M. Picolet, whose restaurant is recommended by most Paris food guides, says that he has lost one in five of his customers since the start of the year. At one time, you had to wait for a table to eat at Les Amis on the Rue du Berri. Now, every lunchtime, there are swaths of empty white tablecloths.
"If it weren't for my faithful, regular customers, I would be dead," M. Picolet said. "And do you know who my most faithful customers are? The English. There are many English people who work around here and they still like to eat a good lunch. The French? The younger French, at any rate. Pah!"
According to a report yesterday by the French financial insurance company Euler Hermes SFAC, no fewer than 1,782 "traditional" French restaurants went bankrupt in the first six months of this year—a 25 per cent increase on 2007. The victims are mostly low or middle-range neighbourhood restaurants, rather than the gastronomically ambitious and high-priced.
The destruction among cafés—a 56 per cent increase in bankruptcies—was even worse, largely because of the smoking ban. Even fast-food restaurants (bankruptcies up 19 per cent) are feeling the pinch.

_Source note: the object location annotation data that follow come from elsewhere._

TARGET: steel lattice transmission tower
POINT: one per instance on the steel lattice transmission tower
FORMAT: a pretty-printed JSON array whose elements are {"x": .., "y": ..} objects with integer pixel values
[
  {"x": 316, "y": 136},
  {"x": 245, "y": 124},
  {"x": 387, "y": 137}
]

Marie-Christine Schmitt, who helped to prepare the report for Euler Hermes, said: "This is only the outright bankruptcies. Many other restaurateurs, or café owners, are retiring early or selling up.
"You have a number of factors piled up on top of one another. There has been a collapse in French disposable income, which means that spending on all services and luxuries has fallen. On top of that, you have the smoking ban in public places. On top of that you have the explosion in the costs of foodstuffs, which means that restaurants have been forced to increase prices, and lose customers, or lose money."
Mme Schmitt agrees with M. Picolet, however, that the Great French Restaurant Crisis of 2008 is not just a passing phenomenon. "There has been a change in French behaviour patterns, that is clear," she said.
"There has been a gradual movement away from the French tradition of restaurant-eating towards buying sandwiches or bringing them from home.